To put all this in perspective, Wisconsin districts healthcare premiums came to a total of 38.8% of union worker wages. For private sector workers the average contribution is 10.7% of wages.

What Does This Mean to Montana?

There is no question that unions played a great role in the building of our nation. They are responsible for many of the employee protection laws that keep our workplace safe and our wages livable. The question becomes, are they still necessary? In the private workplace, in some cases, I would say, yes.

However the public sector unions are another case. As a private sector employee, there might be a need for protection from a dishonest or unscrupulous business owner. But in the public sector, the people are the owners, in essence, employees in the public sector are their own bosses so where is the need for protection? Unlike private sector employees, public sector workers have the power to vote out their bosses if they feel they are treated unfairly or unethically. A company can go out of business; government doesn’t have the same luxury.

Private sector workers are paid based on the profits of the company. The goal of any company should be to grow and produce more income that will provide the dollars for raises and other benefits.

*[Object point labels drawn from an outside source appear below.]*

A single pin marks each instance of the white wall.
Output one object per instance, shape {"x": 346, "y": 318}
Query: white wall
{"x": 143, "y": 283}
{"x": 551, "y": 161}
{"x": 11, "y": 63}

In the public sector, the only way to pay employees more is by raising tax revenues on the citizenry. If the people vote for additional mill levies, or a sales tax, then more power to them. But would you like to be New York? They have a state tax, county tax, city tax, property tax, school tax and sales tax just to name a few. How many of us could afford those kinds of taxes in Montana? New York and California have unaffordable pension and benefit packages they can’t hope to ever pay for. Cities and states, for the most part, have to balance the budget. It’s a constitutional requirement in most states, including Montana.

Every state that borders Montana is a “right-to-work” state. Which means, that in those states, you can’t be forced to join a union as a condition of employment. I am hoping that the vote in Wisconsin might help convince our legislators that making Montana a right-to-work state would be an advantage to workers, owners and those who might consider starting a business here.

Some Final Thoughts

With our sparse population, having our state controlled by public unions would not be a good idea. We don’t have the population to generate enough tax revenues to support benefit packages as the one’s described above.

Montana taxpayers want their public employees to receive a fair wage and a safe and healthy workplace, but not at the expense of unmanageable and unsustainable debt. Unlike our federal government, Montana must live within its means. That means more businesses; producing good paying jobs and more taxpayers is the answer — not unions.